Trump calls the (blithely disregarded) norms against presidential interference in the Justice Department the “saddest part,” but they exist to protect against Nixon-like abuses. Trump has blown past them over and over again. Then-FBI Director James Comey says Trump pressured him to publicly clear Trump and to drop an investigation against Michael Flynn, leading Comey to plead with Attorney General Jeff Sessions not to leave him alone with Trump. Trump pressured Justice to lift a gag order on a confidential informant. In a break with protocol, he has personally met with candidates for U.S. attorney positions. He also asked Sessions if Justice could kill a prosecution of Sheriff Joe Arpaio, but the attorney general told him that would be inappropriate. (Trump waited until after Arpaio’s conviction, then pardoned him.) Even with Sessions’s pushback, this series of moves, and others like them, have gradually eroded the independence of the Justice Department.
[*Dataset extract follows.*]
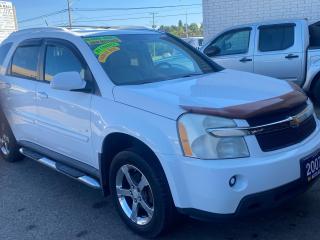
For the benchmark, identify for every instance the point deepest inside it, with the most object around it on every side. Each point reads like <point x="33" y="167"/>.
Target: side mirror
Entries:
<point x="68" y="81"/>
<point x="212" y="51"/>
That independence matters because without it, criminal prosecutions can become a tool for political vengeance, an authoritarian impulse. That is, of course, what Trump’s frequent calls for an investigation of Hillary Clinton look like. This has been true since at least the Republican National Convention, when chants of “lock her up” resembled the habit in non-democratic nations of new leaders persecuting their deposed predecessors.

This is clear in the way Trump discusses a Clinton prosecution in the newest tweets. He cites a blockbuster story by former interim Democratic National Committee Donna Brazile, which suggests some legitimate grievances by the Bernie Sanders campaign but does not clearly show illegal behavior. Trump adds, “What about the deleted E-mails, Uranium, Podesta, the Server, plus, plus...” The emails and server were investigated in 2016, in a very public FBI investigation, which produced an announcement that might have swung the election toward Trump, and for which Trump (ostensibly) fired Comey. The uranium story was fully vetted and largely debunked months ago. “Podesta” appears to refer to Tony Podesta, brother of Clinton campaign chair John; Tony Podesta is in trouble for being in business with, you guessed it, indicted former Trump campaign chairman Paul Manafort.

In other words, all of this looks a lot like Trump has decided that Clinton must be guilty of something, and he wants the Justice Department to go fishing for a reason to prosecute her. The problem for Trump is that Clinton’s sins seem to be largely political—and she has been punished for them by losing her election. But neither the FBI investigation of the emails and server, nor the years-long Whitewater investigation by a special prosecutor in the 1990s, ever turned up anything to indict her, much less to “lock her up.”

But Trump feels comfortable demanding a fishing expedition against Clinton both because he does not understand the norms against prosecuting political opponents per se, and because, despite the large and growing body of dubious behavior by aides, family members, and himself, Trump clearly views Special Counsel Robert Mueller’s investigation as a fishing expedition as well. Feeling unfairly targeted himself, he seems to feel no reservations about targeting someone else without evidence.

Does Trump really care whether Clinton is prosecuted? Probably not. During the campaign, he employed the threat of going after Clinton largely for politics. After the election, he said, “I don’t want to hurt the Clintons,” and admitted the idea no longer “plays well.” Now Trump and his aides are talking about the need to investigate Clinton as they seek a distraction from the Mueller probe, especially with the first indictments and guilty plea from former campaign aides this week. With the special counsel starting to move in on Trump, the president appears nervous. Even if he views the probe as a fishing expedition, that doesn’t mean it might not catch some fish.